April 2000
I had a quintessentially Skaneateles encounter at the post office a few Saturdays ago. A man was wrapping two packages while waiting in line, and he was wearing a cap bearing the Sleeman’s Brewing and Malting logo. “Nice hat,” I said. “I have a friend who is a big Sleeman’s fan.” And he replied, “We make all their bottles.”
The “we” told me that he either owned or ran the bottling plant, and the “all” told me that he was a competitive sort who thought about business even on Saturday morning. I said, “They made the first cream ale in Canada,” and he said, “I wouldn’t know about that,” and turned around to face the counter, not wanting to discuss brewing history with a bearded, pony-tailed stranger, and probably cursing his choice of hats that morning.
In contrast, my cab driver in Richmond, Virginia, was more than happy to chat.

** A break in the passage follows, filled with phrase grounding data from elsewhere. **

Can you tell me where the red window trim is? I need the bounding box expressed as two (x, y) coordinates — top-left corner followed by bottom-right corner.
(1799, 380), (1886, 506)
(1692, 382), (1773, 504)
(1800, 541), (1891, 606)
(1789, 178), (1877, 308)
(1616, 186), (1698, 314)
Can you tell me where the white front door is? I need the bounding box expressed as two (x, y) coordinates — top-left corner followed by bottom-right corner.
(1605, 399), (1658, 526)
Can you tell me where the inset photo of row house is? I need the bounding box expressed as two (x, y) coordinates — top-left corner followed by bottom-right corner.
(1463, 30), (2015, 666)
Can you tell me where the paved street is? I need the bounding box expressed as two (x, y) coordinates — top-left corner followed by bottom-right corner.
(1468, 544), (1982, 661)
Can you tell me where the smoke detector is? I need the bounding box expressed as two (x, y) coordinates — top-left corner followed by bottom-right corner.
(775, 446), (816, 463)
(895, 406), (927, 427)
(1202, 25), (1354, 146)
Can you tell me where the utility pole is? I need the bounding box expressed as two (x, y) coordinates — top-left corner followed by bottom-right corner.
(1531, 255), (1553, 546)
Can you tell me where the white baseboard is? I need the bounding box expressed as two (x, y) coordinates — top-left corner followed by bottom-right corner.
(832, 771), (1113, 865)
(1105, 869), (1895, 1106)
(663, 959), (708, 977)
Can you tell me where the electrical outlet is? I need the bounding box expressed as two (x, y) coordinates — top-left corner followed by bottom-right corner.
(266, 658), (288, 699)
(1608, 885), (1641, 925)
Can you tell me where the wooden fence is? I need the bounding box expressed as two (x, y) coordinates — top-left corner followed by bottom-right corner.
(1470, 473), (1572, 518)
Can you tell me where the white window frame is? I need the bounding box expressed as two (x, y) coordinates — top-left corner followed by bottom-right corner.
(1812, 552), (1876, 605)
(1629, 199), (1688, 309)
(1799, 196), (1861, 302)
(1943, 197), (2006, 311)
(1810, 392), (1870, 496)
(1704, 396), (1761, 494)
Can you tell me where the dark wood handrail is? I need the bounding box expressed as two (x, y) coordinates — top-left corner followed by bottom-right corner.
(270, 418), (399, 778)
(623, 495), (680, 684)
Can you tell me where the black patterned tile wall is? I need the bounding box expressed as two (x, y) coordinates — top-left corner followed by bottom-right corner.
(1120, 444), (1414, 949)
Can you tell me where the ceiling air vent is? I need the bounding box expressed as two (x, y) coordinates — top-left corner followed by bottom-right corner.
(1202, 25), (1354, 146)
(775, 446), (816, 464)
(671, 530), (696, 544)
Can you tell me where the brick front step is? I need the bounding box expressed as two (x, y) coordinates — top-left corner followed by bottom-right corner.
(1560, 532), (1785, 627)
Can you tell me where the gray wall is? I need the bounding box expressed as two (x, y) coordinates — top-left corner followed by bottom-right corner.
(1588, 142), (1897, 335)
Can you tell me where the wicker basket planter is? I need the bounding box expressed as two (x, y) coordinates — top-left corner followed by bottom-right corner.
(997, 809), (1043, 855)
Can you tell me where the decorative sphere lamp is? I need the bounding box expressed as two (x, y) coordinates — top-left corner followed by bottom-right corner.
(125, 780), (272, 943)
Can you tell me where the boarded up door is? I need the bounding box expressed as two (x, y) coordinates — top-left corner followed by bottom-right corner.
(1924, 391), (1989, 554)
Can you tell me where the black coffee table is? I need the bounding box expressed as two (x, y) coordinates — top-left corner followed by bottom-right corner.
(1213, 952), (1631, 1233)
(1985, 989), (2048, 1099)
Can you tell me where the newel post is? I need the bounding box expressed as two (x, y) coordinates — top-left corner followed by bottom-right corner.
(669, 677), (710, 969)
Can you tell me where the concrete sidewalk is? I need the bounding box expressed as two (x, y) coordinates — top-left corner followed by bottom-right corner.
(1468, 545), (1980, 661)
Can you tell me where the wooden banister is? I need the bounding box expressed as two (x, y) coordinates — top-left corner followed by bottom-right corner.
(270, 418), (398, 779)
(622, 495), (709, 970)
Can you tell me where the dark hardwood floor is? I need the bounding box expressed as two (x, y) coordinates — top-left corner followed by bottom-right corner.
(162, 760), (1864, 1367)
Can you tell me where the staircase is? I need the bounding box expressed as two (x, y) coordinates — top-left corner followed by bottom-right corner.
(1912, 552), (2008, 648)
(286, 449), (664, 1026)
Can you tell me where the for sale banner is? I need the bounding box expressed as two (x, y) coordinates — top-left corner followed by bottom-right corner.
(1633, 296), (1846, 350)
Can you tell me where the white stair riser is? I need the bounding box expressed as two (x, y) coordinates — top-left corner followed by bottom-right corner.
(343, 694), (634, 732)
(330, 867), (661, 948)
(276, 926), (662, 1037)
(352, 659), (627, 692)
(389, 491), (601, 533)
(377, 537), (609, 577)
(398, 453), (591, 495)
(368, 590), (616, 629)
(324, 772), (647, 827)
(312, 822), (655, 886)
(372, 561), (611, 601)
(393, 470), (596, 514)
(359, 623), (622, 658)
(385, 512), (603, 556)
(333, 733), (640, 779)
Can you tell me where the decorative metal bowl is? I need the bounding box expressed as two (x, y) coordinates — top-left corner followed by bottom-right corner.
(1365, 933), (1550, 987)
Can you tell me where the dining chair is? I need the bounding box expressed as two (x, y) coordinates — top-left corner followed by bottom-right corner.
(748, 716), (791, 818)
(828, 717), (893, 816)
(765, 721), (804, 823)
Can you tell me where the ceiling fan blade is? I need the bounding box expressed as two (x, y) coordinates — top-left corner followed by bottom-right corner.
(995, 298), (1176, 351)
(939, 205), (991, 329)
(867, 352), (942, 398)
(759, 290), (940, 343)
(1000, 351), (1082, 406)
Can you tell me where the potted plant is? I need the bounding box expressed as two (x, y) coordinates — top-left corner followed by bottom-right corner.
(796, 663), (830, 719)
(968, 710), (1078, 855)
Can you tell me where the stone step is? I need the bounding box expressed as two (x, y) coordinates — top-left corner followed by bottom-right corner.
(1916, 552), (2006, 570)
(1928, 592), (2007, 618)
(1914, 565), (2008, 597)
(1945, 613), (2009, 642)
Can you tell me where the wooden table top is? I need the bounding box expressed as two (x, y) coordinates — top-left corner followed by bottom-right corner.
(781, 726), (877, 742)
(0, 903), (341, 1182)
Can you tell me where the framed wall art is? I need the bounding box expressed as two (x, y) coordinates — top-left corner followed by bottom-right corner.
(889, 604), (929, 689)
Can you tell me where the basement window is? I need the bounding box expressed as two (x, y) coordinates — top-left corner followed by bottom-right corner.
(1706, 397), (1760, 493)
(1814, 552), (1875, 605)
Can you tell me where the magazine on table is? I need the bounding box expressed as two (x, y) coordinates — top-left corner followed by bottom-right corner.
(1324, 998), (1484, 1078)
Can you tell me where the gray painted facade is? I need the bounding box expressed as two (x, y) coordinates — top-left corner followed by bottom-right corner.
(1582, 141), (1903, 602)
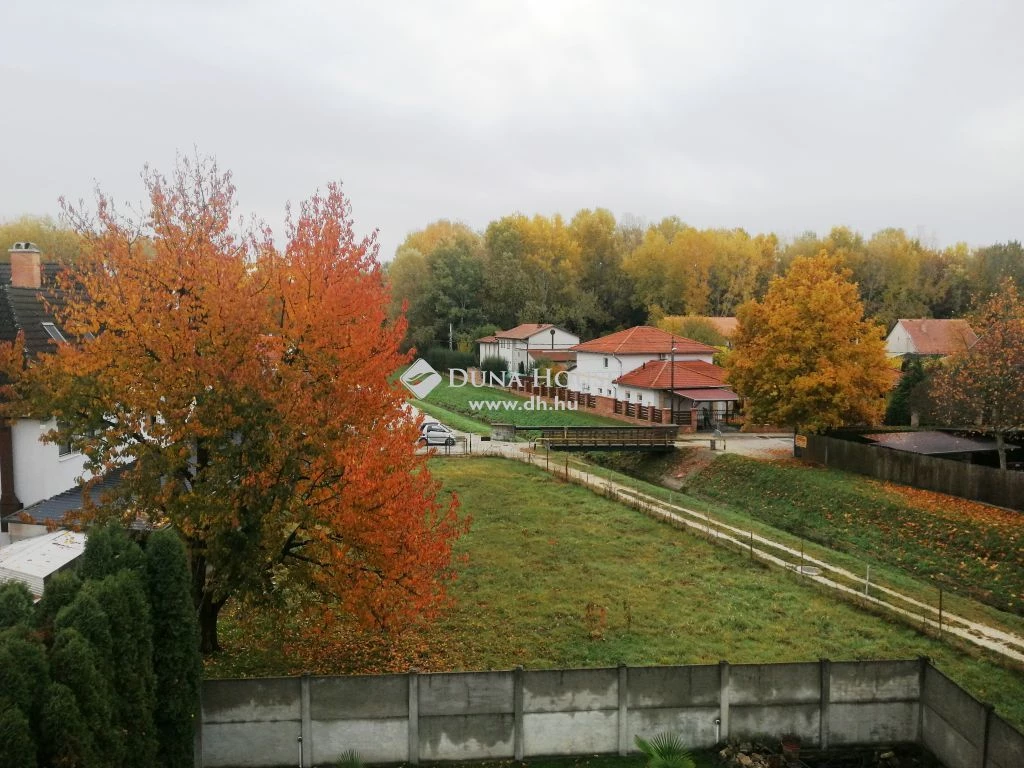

His first words to me were, “If you smell something back there, it’s a fish sandwich. I called my wife and told her not to cook, I was bringing home a fish sandwich. You can do that after 29 years.”
And from there we moved quickly to his three daughters, starting with the youngest, Zenobia Bey, who plays forward for Virginia State. “She needs to work on her jump shot,” he told me. She was named after a queen, I later found out, and all these girls were queens to “Taxi” Bey. He had a fifth grade education, and was one year away from putting all three of them through college driving a taxi. “It’s a long and lonely road,” he said. One daughter was getting married soon, and he didn’t like the idea at all. “She told me that I wasn’t losing her, I was gaining a son, but I said, ‘I don’t want one. I didn’t order one. Send it back!’ ”
We arrived at the airport entirely too soon.